A Lei Geral de Proteção de Dados garante ao Estado sigilo sobre seus tutelados, como os presidiários, e não é possível obter dados específicos sobre mortes no prisional nem mesmo via Lei de Transparência e Acesso à Informação. Segundo a Secretaria Nacional de Políticas Penais, órgão que concentra essas informações, a coleta deles é feita a cada seis meses, a partir de tabelas enviadas por cada estado. A base não requer que seja incluído nenhum documento. “Cada gestor tem autonomia para estabelecer rotinas e fluxos de alimentação de dados”, afirma a secretaria. A piauí tentou rastrear alguns dos casos de mortes para saber como foram registradas no relatório de letalidade prisional do Anuário de Segurança Pública. O relatório Letalidade Prisional aponta a possibilidade de subnotificações.

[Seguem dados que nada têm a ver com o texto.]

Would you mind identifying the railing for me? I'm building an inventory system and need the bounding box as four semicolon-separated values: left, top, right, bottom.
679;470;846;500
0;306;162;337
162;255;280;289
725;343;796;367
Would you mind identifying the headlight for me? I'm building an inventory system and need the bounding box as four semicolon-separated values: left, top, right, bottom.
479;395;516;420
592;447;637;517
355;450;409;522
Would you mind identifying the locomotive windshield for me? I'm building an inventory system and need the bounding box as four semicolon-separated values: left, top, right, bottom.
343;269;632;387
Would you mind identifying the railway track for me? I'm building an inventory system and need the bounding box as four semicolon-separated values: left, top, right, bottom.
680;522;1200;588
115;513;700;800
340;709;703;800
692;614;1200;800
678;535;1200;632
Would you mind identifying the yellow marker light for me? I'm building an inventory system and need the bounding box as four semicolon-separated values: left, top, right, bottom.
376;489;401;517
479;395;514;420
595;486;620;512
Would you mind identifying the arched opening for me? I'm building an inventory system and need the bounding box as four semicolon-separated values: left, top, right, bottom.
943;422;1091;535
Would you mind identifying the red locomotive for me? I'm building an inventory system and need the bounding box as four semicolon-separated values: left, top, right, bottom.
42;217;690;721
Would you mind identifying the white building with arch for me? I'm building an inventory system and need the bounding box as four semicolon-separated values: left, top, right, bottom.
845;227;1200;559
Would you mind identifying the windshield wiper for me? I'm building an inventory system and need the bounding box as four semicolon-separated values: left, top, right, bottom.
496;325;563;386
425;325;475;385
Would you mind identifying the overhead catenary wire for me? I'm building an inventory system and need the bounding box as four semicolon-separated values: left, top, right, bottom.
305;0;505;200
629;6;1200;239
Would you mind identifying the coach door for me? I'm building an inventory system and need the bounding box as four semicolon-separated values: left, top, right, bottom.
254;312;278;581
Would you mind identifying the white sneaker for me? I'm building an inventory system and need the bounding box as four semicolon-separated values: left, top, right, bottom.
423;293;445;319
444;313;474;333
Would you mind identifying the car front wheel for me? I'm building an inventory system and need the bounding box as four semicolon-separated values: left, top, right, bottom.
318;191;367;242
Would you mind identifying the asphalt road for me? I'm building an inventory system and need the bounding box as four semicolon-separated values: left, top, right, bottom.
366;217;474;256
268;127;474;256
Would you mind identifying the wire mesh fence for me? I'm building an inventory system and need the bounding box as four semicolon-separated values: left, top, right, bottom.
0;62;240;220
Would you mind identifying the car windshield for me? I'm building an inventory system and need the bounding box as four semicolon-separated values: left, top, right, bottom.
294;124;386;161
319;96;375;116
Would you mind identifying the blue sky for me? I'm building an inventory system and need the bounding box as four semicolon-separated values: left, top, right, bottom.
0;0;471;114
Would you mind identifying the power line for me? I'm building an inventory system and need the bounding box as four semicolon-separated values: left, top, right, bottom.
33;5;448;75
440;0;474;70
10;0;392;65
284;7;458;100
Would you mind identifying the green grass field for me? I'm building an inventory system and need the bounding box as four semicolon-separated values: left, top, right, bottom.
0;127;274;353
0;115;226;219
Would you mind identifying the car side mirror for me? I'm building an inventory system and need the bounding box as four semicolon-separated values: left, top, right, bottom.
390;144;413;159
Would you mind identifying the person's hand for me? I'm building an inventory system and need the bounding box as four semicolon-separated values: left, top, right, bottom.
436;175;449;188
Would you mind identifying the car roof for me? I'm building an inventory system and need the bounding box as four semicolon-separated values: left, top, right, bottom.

Em outubro de 2023, o STF julgou a Ação de Descumprimento de Preceito Fundamental nº 347, que reconheceu “a violação massiva” aos direitos fundamentais de presidiários no sistema carcerário brasileiro. A decisão determinou que o governo e as unidades federativas elaborassem planos de intervenção, com diretrizes para reduzir a superlotação dos presídios, o número de presos provisórios e a permanência por tempo superior ao da pena determinada nos tribunais.